Note: This bug was found with an app that is backed by MySQL. It might apply to other sequel backends, I don’t know.

This is the root cause of an interesting bug a colleague and I had to solve at $work. If you want to skip to the MWE of the bug, have a look at the repo: https://github.com/nick96/bug-mwe.

The problem

We use Ruby along with the sequel library for interacting with the database. Through a series mishandlings (swiss cheese anyone?) Dataset#insert ended up being called with a hash as its argument, rather than a JSON string. When given the hash, SQL converts it to a conditional, so

db[:table].insert({foo: 'bar', baz: 'quux'})

becomes:

INSERT INTO `table` (`text`) VALUES ((('foo' = 'bar') AND (('baz' = 'quuz'))));

the ((('foo' = 'bar') AND (('baz' = 'quuz')))) part will evaluate to false (0 in MySQL). I haven’t dug in to the MySQL source code but my understanding is that it will happly convert INTs to VARCHARs which is why “0” ends up being inserted into that row.

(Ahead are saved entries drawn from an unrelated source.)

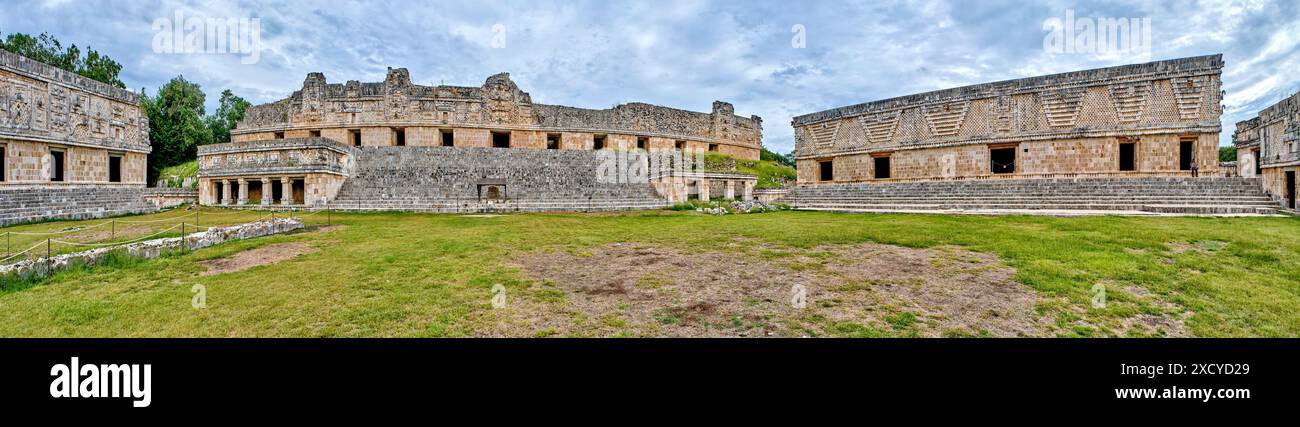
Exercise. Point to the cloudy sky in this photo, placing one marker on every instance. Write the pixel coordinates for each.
(679, 54)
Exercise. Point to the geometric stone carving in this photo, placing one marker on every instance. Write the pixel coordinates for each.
(1061, 107)
(850, 136)
(823, 133)
(945, 119)
(880, 126)
(1130, 100)
(1187, 93)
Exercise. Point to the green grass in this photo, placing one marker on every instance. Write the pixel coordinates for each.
(432, 275)
(176, 175)
(771, 175)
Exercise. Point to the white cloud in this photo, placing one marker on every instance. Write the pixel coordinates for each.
(680, 54)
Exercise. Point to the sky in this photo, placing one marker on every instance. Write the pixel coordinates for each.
(771, 59)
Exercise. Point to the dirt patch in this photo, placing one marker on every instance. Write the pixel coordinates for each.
(1197, 246)
(263, 255)
(828, 290)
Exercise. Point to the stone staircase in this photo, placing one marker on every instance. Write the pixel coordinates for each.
(445, 180)
(29, 205)
(1144, 195)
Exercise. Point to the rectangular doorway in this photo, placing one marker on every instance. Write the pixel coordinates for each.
(1127, 160)
(1291, 189)
(1184, 155)
(1002, 160)
(882, 168)
(56, 171)
(501, 139)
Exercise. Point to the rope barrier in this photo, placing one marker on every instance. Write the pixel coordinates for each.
(16, 255)
(63, 232)
(124, 242)
(160, 220)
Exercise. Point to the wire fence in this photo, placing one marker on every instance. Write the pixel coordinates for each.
(43, 240)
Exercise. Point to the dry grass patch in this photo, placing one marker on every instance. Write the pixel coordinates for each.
(263, 255)
(862, 289)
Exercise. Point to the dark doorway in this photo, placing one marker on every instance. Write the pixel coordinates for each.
(1126, 156)
(1184, 155)
(1002, 160)
(56, 173)
(1291, 189)
(299, 192)
(1257, 162)
(882, 168)
(115, 168)
(277, 190)
(501, 139)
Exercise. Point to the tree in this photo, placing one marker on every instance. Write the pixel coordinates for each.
(177, 124)
(1227, 154)
(229, 113)
(47, 50)
(772, 156)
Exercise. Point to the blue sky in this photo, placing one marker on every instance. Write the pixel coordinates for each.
(679, 54)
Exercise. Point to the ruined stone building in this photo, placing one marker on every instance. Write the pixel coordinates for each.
(1113, 138)
(403, 146)
(70, 147)
(1268, 147)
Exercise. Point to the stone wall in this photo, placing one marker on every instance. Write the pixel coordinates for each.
(1062, 124)
(150, 249)
(47, 111)
(70, 202)
(472, 113)
(1270, 141)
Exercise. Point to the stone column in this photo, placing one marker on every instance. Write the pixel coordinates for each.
(286, 190)
(228, 193)
(267, 194)
(243, 192)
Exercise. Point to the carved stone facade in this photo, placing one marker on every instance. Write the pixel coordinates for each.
(69, 136)
(1134, 120)
(397, 112)
(401, 146)
(1268, 147)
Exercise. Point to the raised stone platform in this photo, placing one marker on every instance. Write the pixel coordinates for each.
(39, 203)
(484, 180)
(1209, 195)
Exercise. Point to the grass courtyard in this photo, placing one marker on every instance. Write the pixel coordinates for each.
(685, 274)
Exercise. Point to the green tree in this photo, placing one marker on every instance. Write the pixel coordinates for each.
(48, 50)
(177, 124)
(229, 113)
(772, 156)
(1227, 154)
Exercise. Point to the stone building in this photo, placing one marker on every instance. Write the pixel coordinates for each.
(1268, 147)
(403, 146)
(70, 147)
(1123, 121)
(1119, 138)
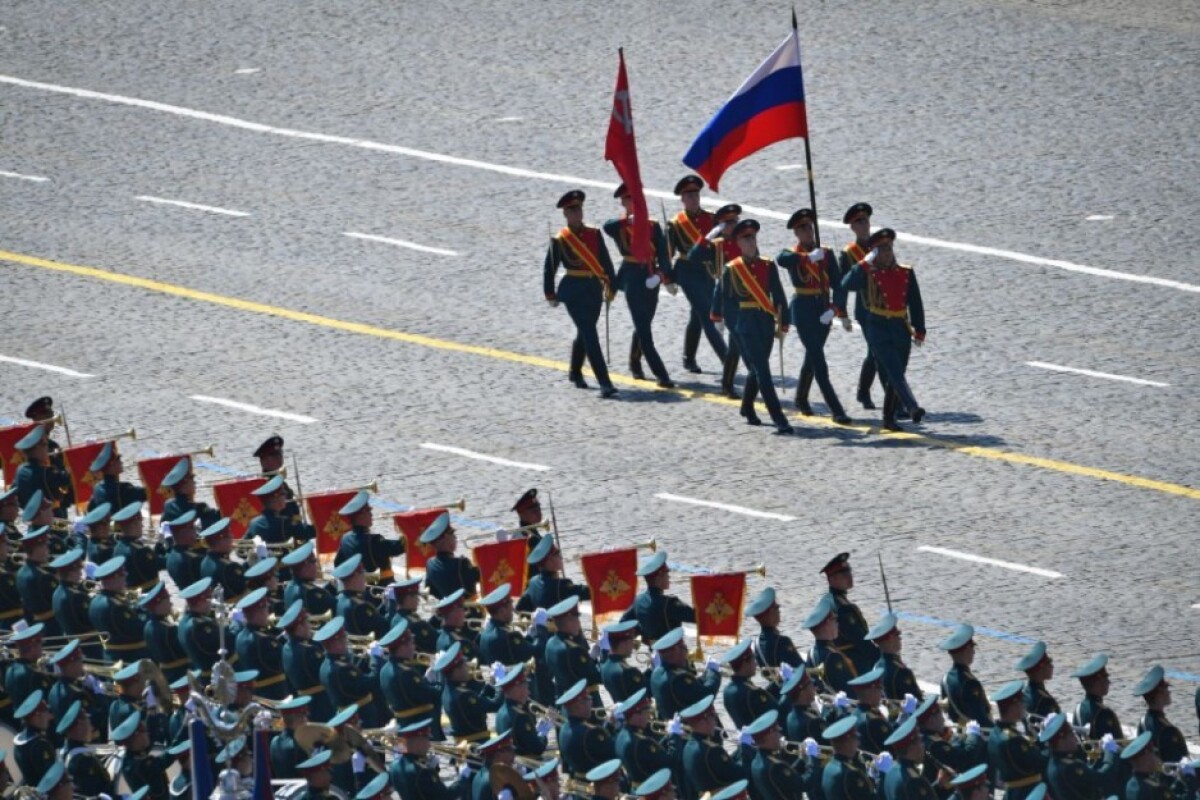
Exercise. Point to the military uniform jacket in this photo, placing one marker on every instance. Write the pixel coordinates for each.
(525, 731)
(677, 687)
(657, 613)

The cause of this issue may seem relatively simple, though, as you probably know, things that are simple in an MWE like the one shown in the GitHub repo are not so simple in a moderately complex application!

Debugging

Debugging this issue was really interesting because I got to utilise tools that I’ve never used before. Going top down wasn’t working - things were a bit too opaque and we couldn’t see where the problem was. Instead, we went bottom up. You set set MySQL to log SQL it receives to a file with

SET global general_log = 1;
SET global log_output = 'file';

then use

SELECT @@general_log_file;

to find out which file it is being written to.

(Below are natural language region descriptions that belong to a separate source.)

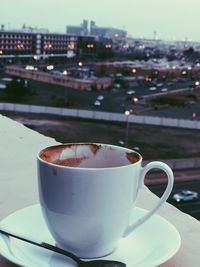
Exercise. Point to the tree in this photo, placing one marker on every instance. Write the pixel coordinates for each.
(15, 90)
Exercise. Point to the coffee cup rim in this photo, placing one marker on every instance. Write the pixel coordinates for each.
(88, 168)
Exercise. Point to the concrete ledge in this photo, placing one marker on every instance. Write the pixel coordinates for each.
(18, 187)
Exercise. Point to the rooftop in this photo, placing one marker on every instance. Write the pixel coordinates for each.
(18, 183)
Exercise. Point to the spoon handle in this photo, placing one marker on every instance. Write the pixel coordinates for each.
(44, 245)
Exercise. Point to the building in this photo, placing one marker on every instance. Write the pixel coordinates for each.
(107, 32)
(78, 30)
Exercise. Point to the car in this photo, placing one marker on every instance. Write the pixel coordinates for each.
(185, 195)
(152, 88)
(164, 90)
(100, 97)
(130, 92)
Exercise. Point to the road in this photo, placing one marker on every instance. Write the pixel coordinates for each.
(193, 207)
(115, 100)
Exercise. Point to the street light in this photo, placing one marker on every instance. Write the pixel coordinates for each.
(127, 114)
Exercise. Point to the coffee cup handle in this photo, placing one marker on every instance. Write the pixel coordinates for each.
(170, 176)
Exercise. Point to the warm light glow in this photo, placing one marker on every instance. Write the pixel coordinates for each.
(50, 67)
(184, 72)
(134, 70)
(135, 99)
(90, 46)
(127, 112)
(108, 46)
(126, 46)
(47, 45)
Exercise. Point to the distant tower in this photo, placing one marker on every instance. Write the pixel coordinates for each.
(92, 25)
(155, 35)
(85, 27)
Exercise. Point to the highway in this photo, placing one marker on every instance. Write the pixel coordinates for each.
(193, 183)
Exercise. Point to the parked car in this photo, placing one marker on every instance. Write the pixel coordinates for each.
(185, 195)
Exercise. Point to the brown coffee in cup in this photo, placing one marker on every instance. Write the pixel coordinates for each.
(88, 156)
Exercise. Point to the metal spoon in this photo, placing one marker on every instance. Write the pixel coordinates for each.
(80, 262)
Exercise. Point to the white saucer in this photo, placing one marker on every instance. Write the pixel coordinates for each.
(151, 244)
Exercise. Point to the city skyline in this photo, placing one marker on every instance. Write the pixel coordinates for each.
(162, 19)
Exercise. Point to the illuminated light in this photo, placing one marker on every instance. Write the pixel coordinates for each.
(90, 46)
(134, 70)
(135, 99)
(127, 112)
(50, 67)
(126, 46)
(194, 115)
(184, 72)
(108, 46)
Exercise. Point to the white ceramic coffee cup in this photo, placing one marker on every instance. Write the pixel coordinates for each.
(87, 209)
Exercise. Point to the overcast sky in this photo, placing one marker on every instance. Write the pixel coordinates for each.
(170, 19)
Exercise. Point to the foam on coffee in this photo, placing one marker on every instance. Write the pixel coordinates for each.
(88, 156)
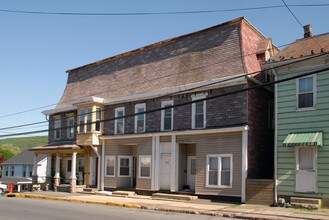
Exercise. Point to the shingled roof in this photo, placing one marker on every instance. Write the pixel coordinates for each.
(26, 157)
(304, 47)
(220, 51)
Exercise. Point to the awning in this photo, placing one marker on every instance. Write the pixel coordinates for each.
(303, 139)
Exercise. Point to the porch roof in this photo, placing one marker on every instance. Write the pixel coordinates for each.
(303, 139)
(56, 147)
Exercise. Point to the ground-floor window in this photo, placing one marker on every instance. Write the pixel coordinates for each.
(124, 166)
(145, 166)
(110, 166)
(219, 170)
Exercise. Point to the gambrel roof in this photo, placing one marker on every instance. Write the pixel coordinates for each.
(224, 50)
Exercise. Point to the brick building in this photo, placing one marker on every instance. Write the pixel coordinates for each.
(168, 116)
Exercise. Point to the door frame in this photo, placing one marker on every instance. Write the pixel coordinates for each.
(161, 170)
(189, 158)
(93, 159)
(315, 166)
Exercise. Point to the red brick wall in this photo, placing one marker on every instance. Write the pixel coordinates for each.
(250, 40)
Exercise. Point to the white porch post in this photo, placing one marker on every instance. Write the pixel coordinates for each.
(174, 165)
(73, 176)
(244, 164)
(35, 169)
(48, 172)
(157, 163)
(57, 170)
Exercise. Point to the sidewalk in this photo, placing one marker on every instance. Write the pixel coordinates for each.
(199, 206)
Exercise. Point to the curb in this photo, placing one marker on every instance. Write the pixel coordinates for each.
(136, 206)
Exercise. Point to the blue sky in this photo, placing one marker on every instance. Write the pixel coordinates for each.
(36, 50)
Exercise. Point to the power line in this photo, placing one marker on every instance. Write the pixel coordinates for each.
(186, 90)
(181, 104)
(130, 85)
(158, 13)
(299, 22)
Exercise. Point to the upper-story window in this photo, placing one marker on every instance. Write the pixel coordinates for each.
(89, 119)
(57, 128)
(98, 122)
(306, 92)
(199, 112)
(167, 116)
(140, 118)
(119, 123)
(70, 127)
(82, 120)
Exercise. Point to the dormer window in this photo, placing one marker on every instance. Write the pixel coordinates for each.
(57, 128)
(90, 119)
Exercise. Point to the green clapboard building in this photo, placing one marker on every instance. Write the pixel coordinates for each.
(302, 118)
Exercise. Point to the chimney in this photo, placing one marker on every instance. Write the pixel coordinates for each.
(307, 31)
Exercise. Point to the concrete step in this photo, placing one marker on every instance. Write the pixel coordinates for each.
(173, 196)
(90, 190)
(308, 203)
(123, 193)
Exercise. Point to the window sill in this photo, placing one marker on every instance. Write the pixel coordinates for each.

It’s then just a matter of tail -fing the general_log_file and reproducing the bug to see what SQL is being generated by sequel. In the case of the MWE (and the actual code generated by our app was pretty similar, albeit a bit more complex) it was:

SET @@wait_timeout = 2147483
SET SQL_AUTO_IS_NULL=0
SELECT version()
SELECT version()
SELECT NULL AS `nil` FROM `test` LIMIT 1
INSERT INTO `test` (`text`) VALUES ((('type' = 'doc') AND ('content' IN ((('type' = 'text') AND ('text' = 'first'))))))
SELECT * FROM `test` WHERE (`id` = 19) LIMIT 1

The line of interest is:

INSERT INTO `test` (`text`) VALUES ((('type' = 'doc') AND ('content' IN ((('type' = 'text') AND ('text' = 'first'))))))

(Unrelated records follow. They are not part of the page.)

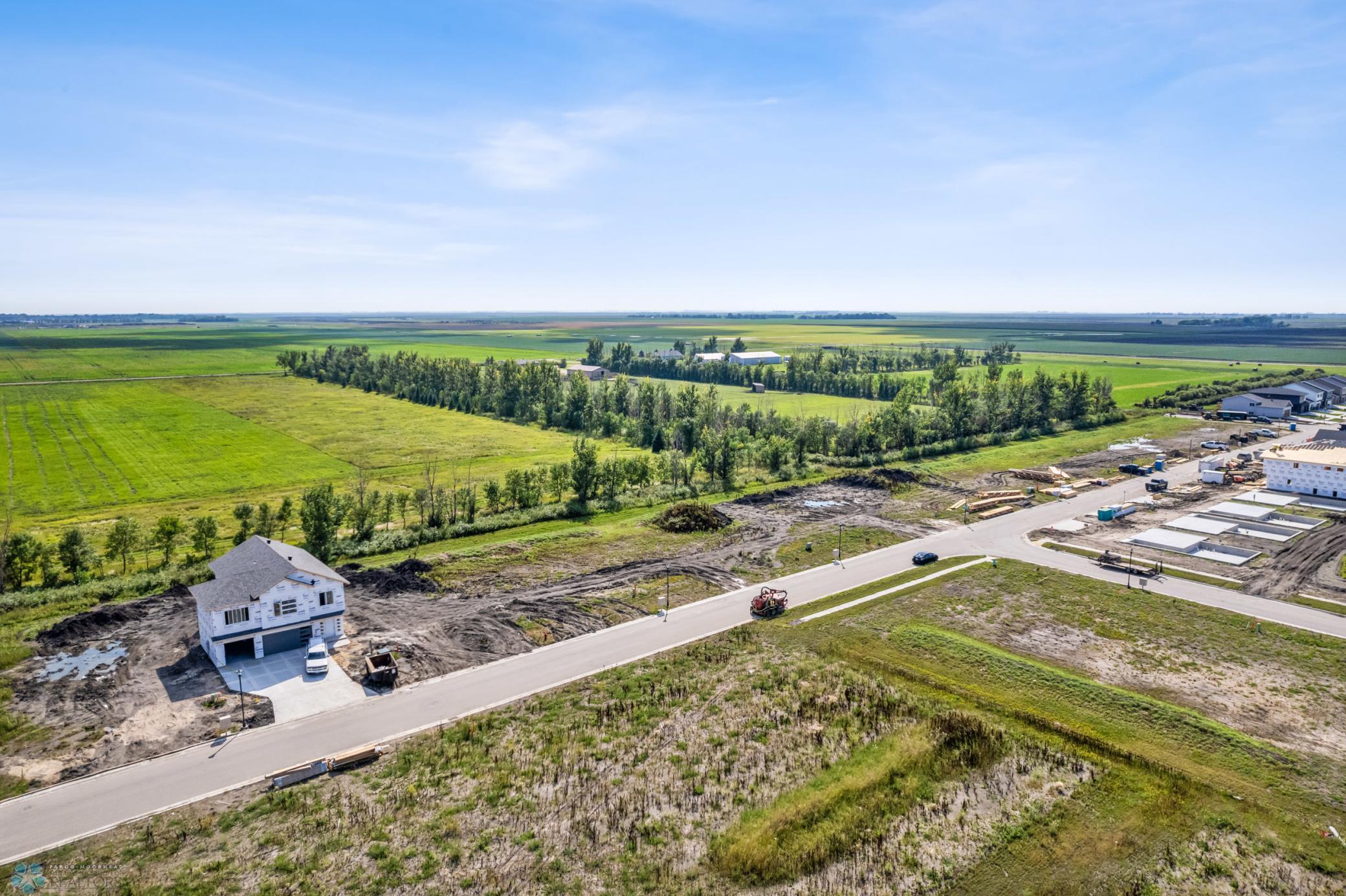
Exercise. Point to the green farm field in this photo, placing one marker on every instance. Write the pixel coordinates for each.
(250, 345)
(788, 404)
(84, 451)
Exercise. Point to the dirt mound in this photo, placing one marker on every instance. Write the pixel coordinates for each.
(890, 475)
(104, 622)
(399, 579)
(691, 516)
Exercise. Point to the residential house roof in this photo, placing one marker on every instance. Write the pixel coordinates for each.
(1262, 401)
(1326, 451)
(254, 568)
(1337, 436)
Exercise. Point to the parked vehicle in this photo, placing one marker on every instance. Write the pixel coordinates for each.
(315, 660)
(769, 602)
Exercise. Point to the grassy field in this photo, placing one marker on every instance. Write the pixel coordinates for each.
(250, 345)
(85, 451)
(896, 747)
(87, 447)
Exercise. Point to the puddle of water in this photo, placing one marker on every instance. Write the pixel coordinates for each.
(1135, 444)
(80, 665)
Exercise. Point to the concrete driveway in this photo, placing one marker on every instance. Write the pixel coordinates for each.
(292, 694)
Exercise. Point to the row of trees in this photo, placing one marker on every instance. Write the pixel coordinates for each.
(661, 416)
(846, 370)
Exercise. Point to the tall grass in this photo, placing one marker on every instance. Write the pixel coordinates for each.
(855, 801)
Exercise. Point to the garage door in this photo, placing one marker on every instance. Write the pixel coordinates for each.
(283, 640)
(241, 649)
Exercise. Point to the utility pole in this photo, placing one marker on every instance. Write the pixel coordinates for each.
(243, 708)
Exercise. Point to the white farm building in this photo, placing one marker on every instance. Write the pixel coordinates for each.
(751, 358)
(267, 598)
(1313, 468)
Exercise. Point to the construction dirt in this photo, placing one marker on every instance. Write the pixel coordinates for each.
(127, 681)
(438, 629)
(118, 684)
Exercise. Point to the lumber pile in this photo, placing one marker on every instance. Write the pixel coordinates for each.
(994, 502)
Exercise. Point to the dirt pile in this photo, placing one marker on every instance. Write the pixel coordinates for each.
(148, 703)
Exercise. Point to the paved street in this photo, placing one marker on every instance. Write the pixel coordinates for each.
(292, 694)
(66, 812)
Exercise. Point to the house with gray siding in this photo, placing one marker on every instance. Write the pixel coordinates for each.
(1256, 405)
(268, 598)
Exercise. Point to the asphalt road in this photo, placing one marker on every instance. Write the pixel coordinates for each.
(54, 816)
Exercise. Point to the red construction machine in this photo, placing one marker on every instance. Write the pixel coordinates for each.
(770, 602)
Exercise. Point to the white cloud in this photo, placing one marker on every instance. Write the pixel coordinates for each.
(524, 155)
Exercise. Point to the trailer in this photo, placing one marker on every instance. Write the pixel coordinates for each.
(381, 668)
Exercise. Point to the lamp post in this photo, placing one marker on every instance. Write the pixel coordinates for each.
(243, 708)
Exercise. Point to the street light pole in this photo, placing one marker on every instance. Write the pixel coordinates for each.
(243, 708)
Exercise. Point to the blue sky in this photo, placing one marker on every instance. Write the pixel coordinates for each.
(575, 155)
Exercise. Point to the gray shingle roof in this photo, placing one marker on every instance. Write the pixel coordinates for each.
(252, 568)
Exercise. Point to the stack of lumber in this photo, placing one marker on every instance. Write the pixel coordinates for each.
(994, 502)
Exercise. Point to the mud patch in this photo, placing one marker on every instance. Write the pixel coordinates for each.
(153, 697)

Which you can see is pretty much the same as the example given above and will evaluate to 0 which MySQL will the cast from an INT to a VARCHAR and viola, “0” has been inserted in to the database.

The solution

The obvious part of the solution is to fix the app to not pass a hash in to Dataset#insert and we did do that. However, there is a deeper problem here: not enforcing the types a function expects. Ruby is a dynamically typed language so it’s very difficult to enforce functions being called with arguments of the correct types. No, this is not where I got and recommend that you go rewrite your application in a more strongly type language. We can get some of those wins whilst still keeping our existing codebase. At $work we use Sorbet which works pretty well. You’re able to incrementally introduce it to your codebase which is really great for using it on existing code. With the advent of Ruby 3 there is also RBS (https://github.com/ruby/rbs) which appears to fill a similar niche as Sorbet, though supported by the Ruby team itself.

I haven’t used RBS but I have used Sorbet and it has definitely saved us from this class of bugs, so if you haven’t already, I definitely recommend starting to migrate to using it.